SIEMPRE que veo a Vicente Vallés me sigue evocando al alumno ejemplar. En su rostro, aun con las canas que le han ido completando la fisonomía, sigo viendo esa cara de niño que seguramente nunca fue, porque Vicente es de los que ya nació maduro; sigo viendo en el Canal 24 Horas (y a las tantas en La 1) a ese alumno estudioso y vocacional que desde bien pronto sabía lo que quería y luchó por ello.

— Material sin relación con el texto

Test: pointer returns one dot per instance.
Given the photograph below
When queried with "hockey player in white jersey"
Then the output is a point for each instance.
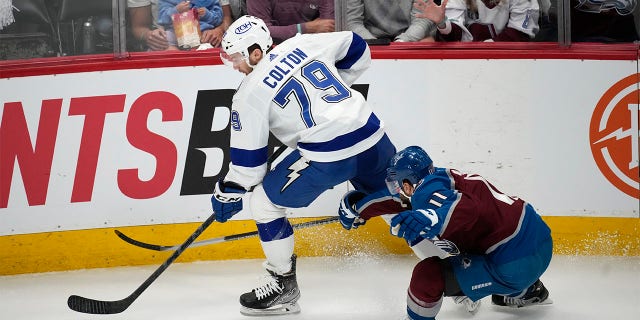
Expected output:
(299, 91)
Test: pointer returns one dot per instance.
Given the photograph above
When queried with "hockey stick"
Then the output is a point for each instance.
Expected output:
(157, 247)
(87, 305)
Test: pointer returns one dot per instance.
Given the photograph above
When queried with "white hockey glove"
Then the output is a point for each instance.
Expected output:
(349, 217)
(226, 200)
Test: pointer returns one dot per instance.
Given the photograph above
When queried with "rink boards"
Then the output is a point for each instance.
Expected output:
(135, 145)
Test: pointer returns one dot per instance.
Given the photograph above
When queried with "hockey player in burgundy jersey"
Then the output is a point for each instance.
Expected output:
(503, 246)
(300, 91)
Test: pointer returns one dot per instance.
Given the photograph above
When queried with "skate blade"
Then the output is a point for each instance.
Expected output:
(289, 308)
(543, 303)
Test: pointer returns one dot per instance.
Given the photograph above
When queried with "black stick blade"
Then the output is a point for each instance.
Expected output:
(86, 305)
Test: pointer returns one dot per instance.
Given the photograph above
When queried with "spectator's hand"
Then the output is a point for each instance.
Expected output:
(183, 6)
(320, 25)
(212, 36)
(430, 10)
(156, 40)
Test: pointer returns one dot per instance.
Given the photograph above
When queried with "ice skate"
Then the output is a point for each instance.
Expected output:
(536, 294)
(277, 295)
(471, 306)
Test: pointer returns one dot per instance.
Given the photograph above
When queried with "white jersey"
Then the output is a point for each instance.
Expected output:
(300, 91)
(521, 15)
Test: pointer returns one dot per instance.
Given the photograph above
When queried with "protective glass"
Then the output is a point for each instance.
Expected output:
(231, 60)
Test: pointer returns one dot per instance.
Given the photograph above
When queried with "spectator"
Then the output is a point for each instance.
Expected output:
(603, 21)
(393, 20)
(286, 18)
(238, 8)
(214, 36)
(478, 20)
(209, 13)
(144, 25)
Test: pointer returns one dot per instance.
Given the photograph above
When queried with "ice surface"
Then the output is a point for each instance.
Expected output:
(350, 287)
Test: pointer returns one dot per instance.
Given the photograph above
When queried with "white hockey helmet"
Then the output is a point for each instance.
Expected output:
(242, 34)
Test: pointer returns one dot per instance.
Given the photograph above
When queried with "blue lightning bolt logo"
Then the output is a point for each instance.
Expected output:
(295, 169)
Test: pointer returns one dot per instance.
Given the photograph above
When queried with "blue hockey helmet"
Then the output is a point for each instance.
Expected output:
(411, 164)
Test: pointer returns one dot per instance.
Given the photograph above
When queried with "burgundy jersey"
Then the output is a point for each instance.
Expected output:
(476, 216)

A mí particularmente las tertulias políticas me las traen bastante al fresco. A menudo me parece sobredimensionado que se dediquen horas y horas y más horas a analizar un gesto, una declaración, una réplica que son siempre repetidas a sí mismas y en buena parte previsibles. Pero cuando provienen de un moderador con tanta fe en lo que hace y en un rostro que emana tanto placer por cultivar el género que cultiva, es inevitable sentir un cosquilleo cómplice, siquiera por solidaridad.

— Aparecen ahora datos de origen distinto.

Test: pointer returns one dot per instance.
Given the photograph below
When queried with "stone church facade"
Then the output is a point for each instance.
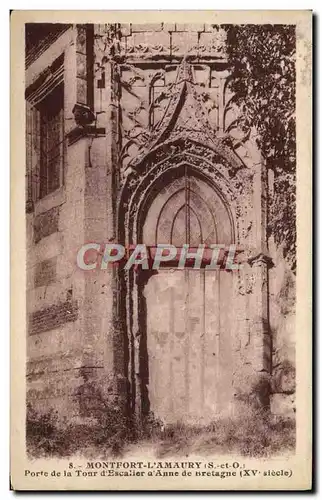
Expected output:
(130, 139)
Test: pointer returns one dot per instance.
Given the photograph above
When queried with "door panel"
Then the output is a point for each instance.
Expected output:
(189, 368)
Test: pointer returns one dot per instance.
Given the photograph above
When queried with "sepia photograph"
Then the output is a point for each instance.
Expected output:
(161, 249)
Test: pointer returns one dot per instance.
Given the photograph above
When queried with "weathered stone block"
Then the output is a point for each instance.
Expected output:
(184, 42)
(125, 29)
(146, 27)
(169, 27)
(45, 272)
(190, 27)
(283, 404)
(52, 317)
(46, 224)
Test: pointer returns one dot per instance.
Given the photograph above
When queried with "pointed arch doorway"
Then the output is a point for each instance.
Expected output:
(186, 366)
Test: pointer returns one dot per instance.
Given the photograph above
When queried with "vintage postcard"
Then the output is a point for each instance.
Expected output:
(161, 250)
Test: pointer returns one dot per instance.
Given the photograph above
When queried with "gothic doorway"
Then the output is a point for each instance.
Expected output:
(185, 351)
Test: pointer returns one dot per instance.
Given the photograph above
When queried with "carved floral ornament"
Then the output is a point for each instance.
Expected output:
(184, 134)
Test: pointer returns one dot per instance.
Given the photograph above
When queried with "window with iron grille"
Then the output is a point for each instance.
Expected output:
(45, 148)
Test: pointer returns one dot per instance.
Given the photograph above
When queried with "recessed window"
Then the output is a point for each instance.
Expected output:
(51, 131)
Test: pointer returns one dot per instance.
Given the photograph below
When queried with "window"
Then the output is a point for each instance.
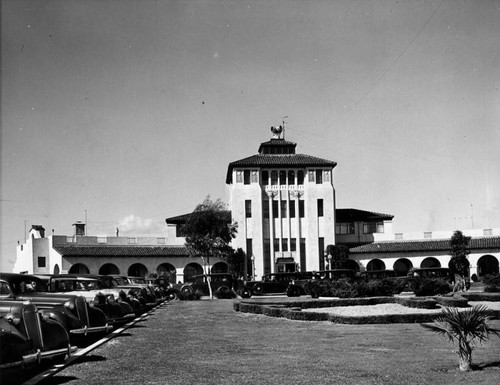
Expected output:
(265, 178)
(265, 208)
(42, 262)
(373, 227)
(300, 177)
(248, 209)
(246, 177)
(319, 176)
(301, 209)
(274, 178)
(283, 209)
(284, 244)
(320, 207)
(275, 209)
(283, 178)
(344, 228)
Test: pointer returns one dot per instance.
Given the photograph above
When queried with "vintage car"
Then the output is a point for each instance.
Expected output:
(111, 302)
(223, 285)
(369, 275)
(29, 338)
(276, 283)
(141, 292)
(80, 319)
(301, 285)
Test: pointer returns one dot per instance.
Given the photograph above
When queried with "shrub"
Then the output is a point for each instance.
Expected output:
(492, 283)
(429, 286)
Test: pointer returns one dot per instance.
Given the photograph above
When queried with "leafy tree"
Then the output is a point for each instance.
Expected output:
(236, 261)
(208, 233)
(464, 327)
(459, 263)
(339, 254)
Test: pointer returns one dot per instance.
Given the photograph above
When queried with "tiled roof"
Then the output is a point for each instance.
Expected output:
(355, 215)
(423, 245)
(278, 160)
(181, 219)
(120, 250)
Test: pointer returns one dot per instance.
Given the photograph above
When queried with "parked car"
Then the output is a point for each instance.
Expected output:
(377, 274)
(276, 283)
(72, 311)
(223, 285)
(28, 338)
(117, 310)
(302, 285)
(140, 292)
(432, 272)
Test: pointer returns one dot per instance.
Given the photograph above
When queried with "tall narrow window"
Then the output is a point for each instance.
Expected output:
(319, 176)
(248, 209)
(284, 244)
(283, 178)
(265, 178)
(275, 209)
(292, 209)
(300, 177)
(283, 209)
(246, 176)
(301, 209)
(274, 178)
(320, 207)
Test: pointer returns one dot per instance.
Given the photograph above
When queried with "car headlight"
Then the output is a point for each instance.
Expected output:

A mí me gustaría ver, con la misma fórmula, con idéntica pasión, a un moderador que escudriñase con la fe y el ahínco con que Vicente Vallés lo hace, las distintas obras que se pueden ver en la cartelera. A mí me gustaría ver en un plató a gente reunida, con calma, diseccionando tal detalle de la película de Isaki Lacuesta, la quiniela de los Premios Max del próximo 9 de mayo, o la posibilidad de que Pedro Almodóvar deba remontar La piel que habito.

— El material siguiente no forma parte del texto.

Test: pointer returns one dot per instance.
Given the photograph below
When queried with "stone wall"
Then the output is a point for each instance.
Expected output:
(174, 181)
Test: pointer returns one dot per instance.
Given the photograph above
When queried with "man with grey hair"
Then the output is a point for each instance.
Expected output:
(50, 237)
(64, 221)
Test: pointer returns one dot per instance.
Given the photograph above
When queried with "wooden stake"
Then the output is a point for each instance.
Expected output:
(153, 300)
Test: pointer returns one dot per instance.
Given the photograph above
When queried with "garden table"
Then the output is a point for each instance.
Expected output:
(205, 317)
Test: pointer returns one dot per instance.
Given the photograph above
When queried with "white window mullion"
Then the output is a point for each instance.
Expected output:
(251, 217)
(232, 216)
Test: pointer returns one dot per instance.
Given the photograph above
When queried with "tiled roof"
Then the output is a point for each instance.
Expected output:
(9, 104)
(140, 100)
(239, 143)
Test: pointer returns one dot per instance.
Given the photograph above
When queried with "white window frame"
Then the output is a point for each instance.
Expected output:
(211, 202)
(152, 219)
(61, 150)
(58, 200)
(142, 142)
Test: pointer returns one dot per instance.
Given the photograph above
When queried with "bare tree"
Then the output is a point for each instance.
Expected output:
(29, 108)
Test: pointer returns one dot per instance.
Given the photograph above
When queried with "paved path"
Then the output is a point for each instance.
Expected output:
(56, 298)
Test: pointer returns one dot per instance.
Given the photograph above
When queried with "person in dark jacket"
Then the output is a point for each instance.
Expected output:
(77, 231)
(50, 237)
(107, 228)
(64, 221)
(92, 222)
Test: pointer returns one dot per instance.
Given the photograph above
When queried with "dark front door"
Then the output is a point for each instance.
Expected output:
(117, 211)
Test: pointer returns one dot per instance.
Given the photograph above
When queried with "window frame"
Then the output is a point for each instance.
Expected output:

De todos modos, el privilegio de ejercer la docencia deviene en la posibilidad de descubrir dónde hay talentos, comunicadores tan dotados como Vicente Vallés. Encontrar a hombres y mujeres abocados a un destino. Alumnos que van a superar de largo a sus profesores. Verles crecer. Apuntar y despuntar. Y contribuir, si acaso, a que su camino sea el más recto, sin perderse en vericuetos.